Reaction path of SET8-catalyzed H4K20 monomethylation. (A) Reaction mechanism of SET8-catalyzed H4K20 monomethylation with the SAM cofactor. After the formation of a ternary SAM–SET8–H4K20 intermediate complex and the subsequent deprotonation, the rate-determining step of the catalysis is the formation of an early, asymmetrical S_N2 transition state for methyl transferring, reflected by an inverse CD₃ BIE of 0.96, an inverse intrinsic α-2°-CD₃ KIE of 0.90, and a normal 1°-¹³C KIE of 1.04. (B) Reaction mechanism of SET8-catalyzed H4K20 monomethylation with the SeAM cofactor.

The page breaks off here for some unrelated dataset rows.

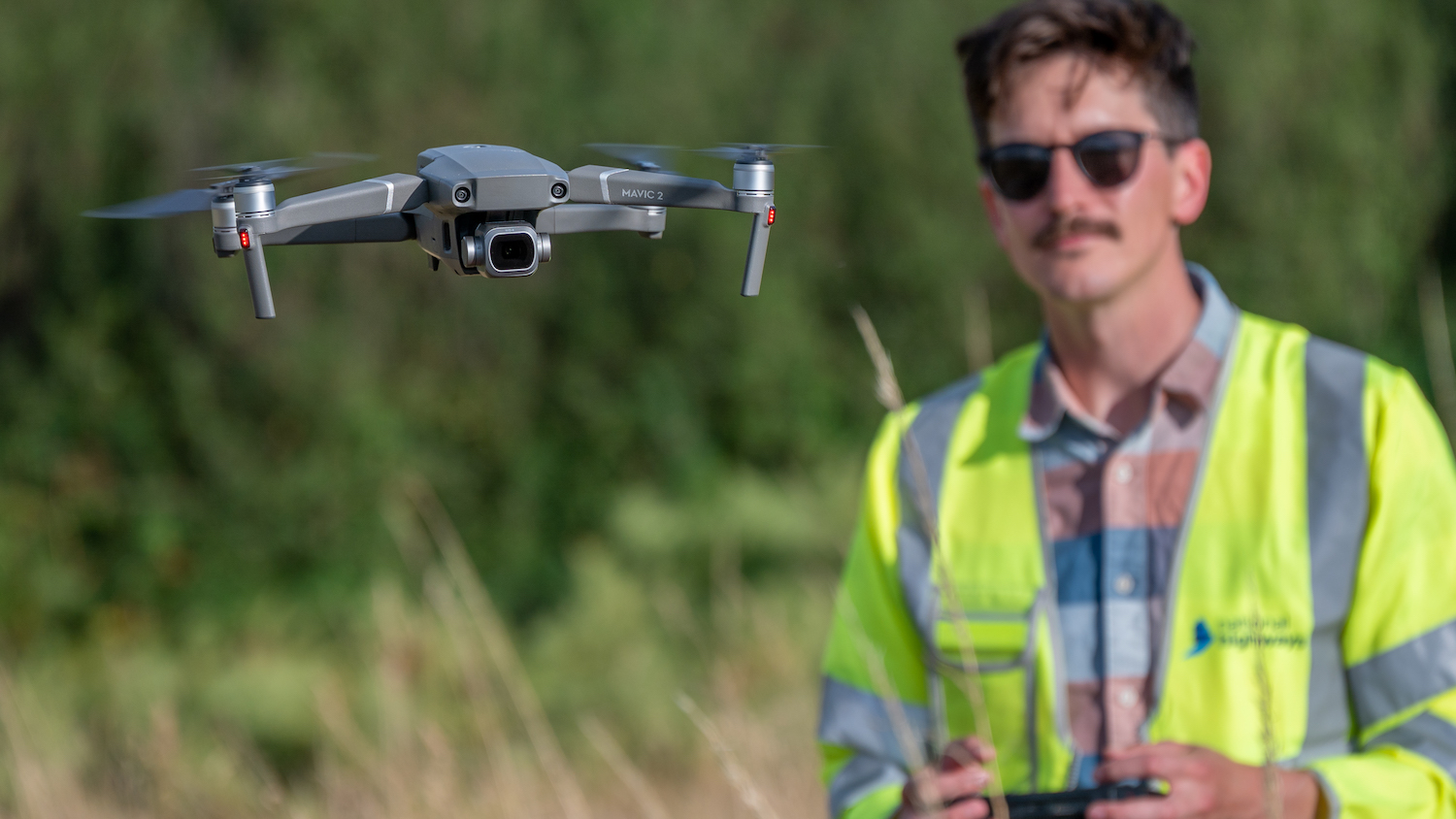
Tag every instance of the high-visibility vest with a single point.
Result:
(1313, 582)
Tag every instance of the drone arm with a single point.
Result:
(605, 185)
(387, 227)
(258, 281)
(355, 201)
(588, 218)
(757, 249)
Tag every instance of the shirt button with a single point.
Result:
(1124, 583)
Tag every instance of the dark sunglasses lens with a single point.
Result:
(1019, 171)
(1109, 159)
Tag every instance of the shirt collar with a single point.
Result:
(1190, 378)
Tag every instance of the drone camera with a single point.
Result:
(506, 249)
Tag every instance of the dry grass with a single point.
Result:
(386, 752)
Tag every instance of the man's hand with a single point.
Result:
(1202, 784)
(958, 774)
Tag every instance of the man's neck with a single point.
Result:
(1111, 352)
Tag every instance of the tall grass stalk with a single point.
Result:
(1273, 793)
(480, 690)
(500, 649)
(737, 775)
(637, 784)
(887, 389)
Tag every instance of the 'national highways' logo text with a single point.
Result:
(1243, 633)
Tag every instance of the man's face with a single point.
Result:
(1075, 242)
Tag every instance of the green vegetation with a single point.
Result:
(652, 475)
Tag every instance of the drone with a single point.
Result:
(480, 210)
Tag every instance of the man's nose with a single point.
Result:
(1068, 188)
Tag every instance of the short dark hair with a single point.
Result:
(1141, 34)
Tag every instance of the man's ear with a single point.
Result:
(992, 209)
(1193, 169)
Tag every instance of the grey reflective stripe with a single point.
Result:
(931, 435)
(858, 778)
(1339, 501)
(1427, 735)
(1406, 675)
(859, 720)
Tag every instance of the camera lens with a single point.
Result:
(513, 250)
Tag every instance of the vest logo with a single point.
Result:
(1243, 633)
(1202, 638)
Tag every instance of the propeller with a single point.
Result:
(194, 200)
(282, 168)
(157, 207)
(750, 151)
(641, 157)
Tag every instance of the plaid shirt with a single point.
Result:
(1112, 507)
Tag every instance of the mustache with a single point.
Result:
(1062, 227)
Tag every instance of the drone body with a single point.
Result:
(478, 210)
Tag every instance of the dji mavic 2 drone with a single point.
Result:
(480, 210)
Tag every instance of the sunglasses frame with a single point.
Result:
(986, 156)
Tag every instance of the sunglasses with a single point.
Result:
(1019, 171)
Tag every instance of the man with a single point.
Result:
(1181, 540)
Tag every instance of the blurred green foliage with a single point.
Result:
(182, 475)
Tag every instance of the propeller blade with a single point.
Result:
(751, 151)
(284, 168)
(641, 157)
(156, 207)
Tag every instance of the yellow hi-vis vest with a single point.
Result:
(1319, 539)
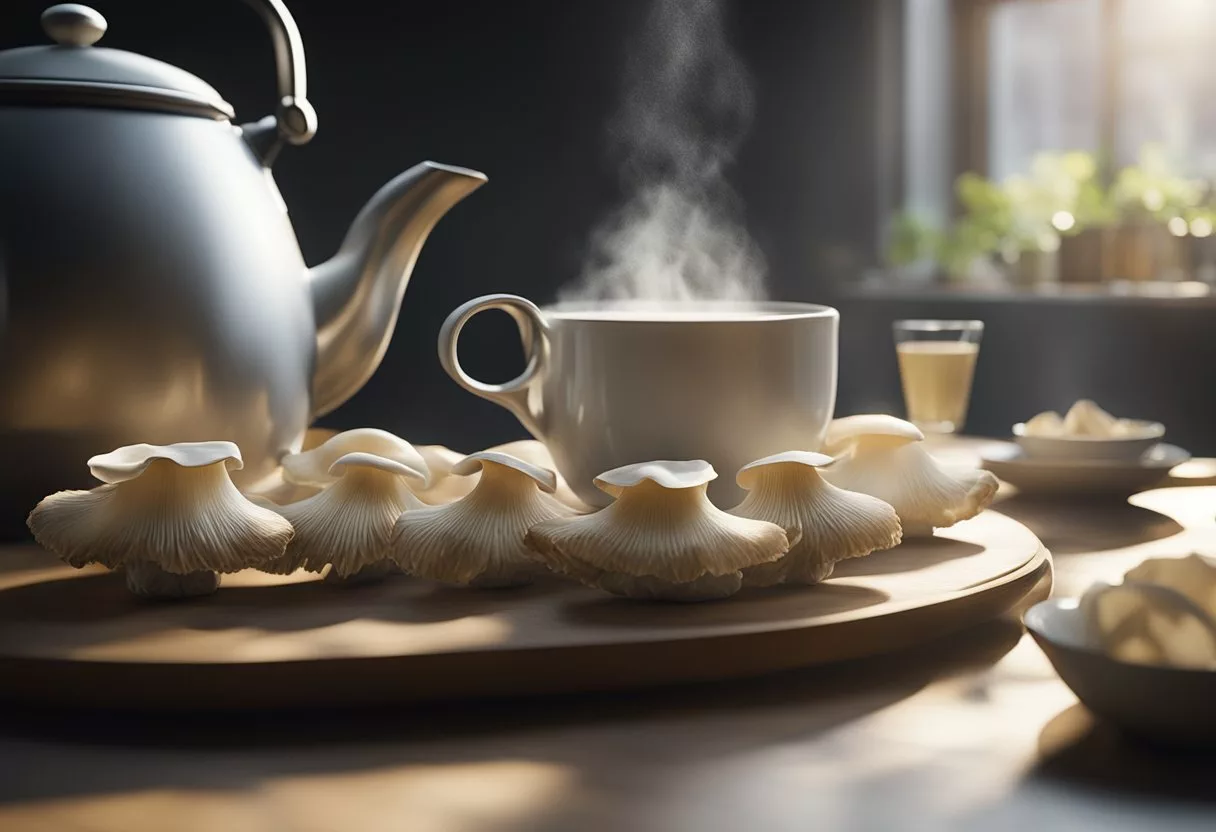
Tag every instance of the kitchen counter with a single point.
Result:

The reaction path for the SeAM cofactor is similar to that for SAM with CD₃ BIE of 0.96, α-2°-CD₃ KIE of 1.02, and 1-¹³C KIE of 1.06. (C) Relative energy barriers in SET8-catalyzed H4K20 monomethylation with SAM and SeAM as cofactors. SAM and SeAM are similar in terms of their affinity to SET8 and CD₃ BIE and show only 1.94-fold difference of their k_cat values along with the reaction path.